If Labour in opposition have been attacked, a Labour government will face unparalleled hostility – there is, as Gary Younge has pointed out, a distinction between being in office and being in control. Activists will provide a necessary ballast to secure the economic and social transformations Labour promised earlier this year, but which are not welcomed by the establishment.

However, Corbyn supporters should also be prepared for the fact that a Labour government will not provide a complete reworking of the state and that a constructive critique of a Corbyn government is not tantamount to betraying the project. In fact, the opposite is true. For instance, the party have not significantly attempted to debunk right-wing narratives on migration; it will likely be from outside the leadership, with collaboration from outside the party, that the intellectual work will need to be done on how to mainstream migrant justice in an intensely hostile climate.
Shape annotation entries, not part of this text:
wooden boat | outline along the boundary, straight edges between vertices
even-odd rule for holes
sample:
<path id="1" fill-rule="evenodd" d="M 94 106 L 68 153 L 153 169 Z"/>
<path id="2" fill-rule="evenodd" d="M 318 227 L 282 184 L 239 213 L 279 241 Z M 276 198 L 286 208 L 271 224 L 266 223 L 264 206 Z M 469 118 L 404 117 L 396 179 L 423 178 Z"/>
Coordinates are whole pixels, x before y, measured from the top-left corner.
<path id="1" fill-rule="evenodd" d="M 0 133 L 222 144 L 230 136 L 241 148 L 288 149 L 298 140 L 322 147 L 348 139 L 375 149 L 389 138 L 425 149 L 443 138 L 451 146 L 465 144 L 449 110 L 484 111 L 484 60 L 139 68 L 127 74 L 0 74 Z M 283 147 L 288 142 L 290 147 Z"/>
UK politics has undergone a monumental change; the long-held orthodoxy that the left have no place in the mainstream has been exposed to be false. But while Labour are capitalising on Tory disarray, most people's material circumstance have gotten worse. Grenfell stands as a monument to rampant inequality, people drown at Europe’s borders while xeno-racism continues to breed and climate change is treated as a mere sideshow in a world where the nation state is privileged as the best way to organise global politics. Change is at once with us and at the same time out of reach – but Labour provides hope.